More importantly, we’re finding that some sites do not want to link within their own posts to sites other than Wikipedia or similar authority sites for fear that they might be confused with guest posts. This isn’t the case, of course – Google is not going after organic links – but more and more are becoming unwilling to take a chance. They simply do not want to get caught doing something legitimate and have it be confused with something false. The result – getting links to high-quality content on a low- to mid-authority site is becoming much, much harder.
Content that we would create and share with other relevant sites that would get dozens of links before are now getting pushed aside altogether. One particularly useful piece on the effects of Tesla’s quest to break the franchise model was well-researched, included strong and original graphics, and offered a spark for further discussion. It’s the type of content that would normally get a ton of good links from various automotive blogs. Instead, this particular post, sent out to dozens of sites, received zero inbound links. Instead, 4 of the sites copied and pasted the content onto their own, something they would never have done a couple of months ago.
Bloggers would rather risk a duplicate content deindexing of a piece of content than the rumored kiss of death that comes with the guest blogging witch hunt.
For our own business, we have avoided guest blogging. We never participated with sites like PostJoint or MyBlogGuest, not because we didn’t think they were valid but because we have been a “quality will win links, social signals, and Google love” type of search engine optimization company. Despite all of this, we’re still stuck in a catch-22. Even though we weren’t using guest blogging, we’re having to get more aggressive with our content outreach to counteract the effects of the recent penalty.

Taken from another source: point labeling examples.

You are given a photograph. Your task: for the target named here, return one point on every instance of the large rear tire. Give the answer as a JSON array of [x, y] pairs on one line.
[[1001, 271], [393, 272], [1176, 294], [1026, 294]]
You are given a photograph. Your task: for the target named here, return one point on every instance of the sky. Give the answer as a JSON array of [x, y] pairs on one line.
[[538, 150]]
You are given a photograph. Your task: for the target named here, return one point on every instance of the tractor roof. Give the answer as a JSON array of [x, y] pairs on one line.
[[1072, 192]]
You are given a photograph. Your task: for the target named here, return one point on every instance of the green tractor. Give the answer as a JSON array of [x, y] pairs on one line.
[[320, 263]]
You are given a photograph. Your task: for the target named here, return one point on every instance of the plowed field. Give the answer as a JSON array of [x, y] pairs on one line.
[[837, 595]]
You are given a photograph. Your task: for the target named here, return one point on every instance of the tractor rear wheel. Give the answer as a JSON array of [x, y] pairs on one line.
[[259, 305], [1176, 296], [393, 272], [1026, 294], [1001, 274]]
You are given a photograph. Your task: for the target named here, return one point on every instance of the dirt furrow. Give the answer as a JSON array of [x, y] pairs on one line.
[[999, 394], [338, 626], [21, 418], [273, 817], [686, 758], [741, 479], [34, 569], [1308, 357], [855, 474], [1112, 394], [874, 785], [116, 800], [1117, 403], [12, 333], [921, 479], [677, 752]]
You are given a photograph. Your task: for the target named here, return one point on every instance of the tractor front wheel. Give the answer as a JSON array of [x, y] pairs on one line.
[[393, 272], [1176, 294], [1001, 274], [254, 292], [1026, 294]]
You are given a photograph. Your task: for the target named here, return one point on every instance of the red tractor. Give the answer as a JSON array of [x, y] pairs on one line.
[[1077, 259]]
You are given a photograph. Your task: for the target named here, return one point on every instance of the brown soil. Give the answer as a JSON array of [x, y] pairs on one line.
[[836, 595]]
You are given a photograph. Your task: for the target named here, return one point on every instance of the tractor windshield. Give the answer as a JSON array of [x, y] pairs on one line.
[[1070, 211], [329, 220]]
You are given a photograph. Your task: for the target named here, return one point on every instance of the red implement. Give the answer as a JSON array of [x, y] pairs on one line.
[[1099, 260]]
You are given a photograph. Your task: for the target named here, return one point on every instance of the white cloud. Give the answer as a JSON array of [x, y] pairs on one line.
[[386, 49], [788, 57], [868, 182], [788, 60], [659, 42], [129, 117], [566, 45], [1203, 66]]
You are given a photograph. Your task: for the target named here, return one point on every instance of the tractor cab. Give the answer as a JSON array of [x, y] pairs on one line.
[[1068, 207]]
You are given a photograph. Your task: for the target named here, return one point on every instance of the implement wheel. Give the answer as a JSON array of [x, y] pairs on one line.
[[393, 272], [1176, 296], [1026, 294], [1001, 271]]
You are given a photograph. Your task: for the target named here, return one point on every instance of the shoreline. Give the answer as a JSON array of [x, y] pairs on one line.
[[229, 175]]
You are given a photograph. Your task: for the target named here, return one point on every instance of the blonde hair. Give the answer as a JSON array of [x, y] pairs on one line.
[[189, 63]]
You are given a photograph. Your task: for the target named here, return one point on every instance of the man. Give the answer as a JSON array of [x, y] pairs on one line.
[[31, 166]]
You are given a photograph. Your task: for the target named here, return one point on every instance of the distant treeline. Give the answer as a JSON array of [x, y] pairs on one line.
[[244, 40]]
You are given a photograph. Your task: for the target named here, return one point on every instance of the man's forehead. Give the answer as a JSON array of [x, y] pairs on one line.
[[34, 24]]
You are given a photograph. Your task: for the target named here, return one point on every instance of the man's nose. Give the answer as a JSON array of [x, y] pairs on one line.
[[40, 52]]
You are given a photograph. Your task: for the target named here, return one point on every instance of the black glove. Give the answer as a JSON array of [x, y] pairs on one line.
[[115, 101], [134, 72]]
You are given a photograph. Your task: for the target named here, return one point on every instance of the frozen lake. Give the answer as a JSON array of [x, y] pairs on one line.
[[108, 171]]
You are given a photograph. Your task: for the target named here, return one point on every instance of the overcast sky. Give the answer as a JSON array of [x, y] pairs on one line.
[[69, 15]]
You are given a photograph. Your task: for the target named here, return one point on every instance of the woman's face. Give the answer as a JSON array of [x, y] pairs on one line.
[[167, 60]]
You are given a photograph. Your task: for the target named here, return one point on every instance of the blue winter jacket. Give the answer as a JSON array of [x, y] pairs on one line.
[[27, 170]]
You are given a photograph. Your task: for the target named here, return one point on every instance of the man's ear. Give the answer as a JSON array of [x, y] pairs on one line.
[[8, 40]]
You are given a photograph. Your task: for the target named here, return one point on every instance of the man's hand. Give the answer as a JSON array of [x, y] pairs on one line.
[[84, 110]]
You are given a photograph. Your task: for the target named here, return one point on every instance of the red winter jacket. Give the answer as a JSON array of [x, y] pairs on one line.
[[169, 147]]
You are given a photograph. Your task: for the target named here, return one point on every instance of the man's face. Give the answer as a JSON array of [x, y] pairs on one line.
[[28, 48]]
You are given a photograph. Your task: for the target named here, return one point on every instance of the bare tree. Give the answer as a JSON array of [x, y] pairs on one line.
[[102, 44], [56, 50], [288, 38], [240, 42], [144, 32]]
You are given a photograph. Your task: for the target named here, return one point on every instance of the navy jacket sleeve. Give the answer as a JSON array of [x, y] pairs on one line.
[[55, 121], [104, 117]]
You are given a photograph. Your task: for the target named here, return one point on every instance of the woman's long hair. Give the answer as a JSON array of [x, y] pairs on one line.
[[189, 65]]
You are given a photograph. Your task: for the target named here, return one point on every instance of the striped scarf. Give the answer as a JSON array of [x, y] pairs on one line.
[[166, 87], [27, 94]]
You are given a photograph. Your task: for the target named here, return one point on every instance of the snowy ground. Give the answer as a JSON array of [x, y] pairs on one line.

Our clients are not seeing a drop and we’re actually moving up nicely thanks to what we can only assume is competitors being hit by the guest blogging pop. However, it’s making things harder for those who are doing legitimate SEO.
Google needs to take a look at their stance and come up with ways to keep people from getting spooked over accepting any sort of content or linking to anything other than the top sites. If not, we’re likely going to see a shift away from emerging sites in authority. In other words, if people are only willing to link to the NY Times or Yahoo News, they might be missing out on some of the best content on the internet. If they’re missing out, the searchers themselves (Google’s customers) will be missing out as well.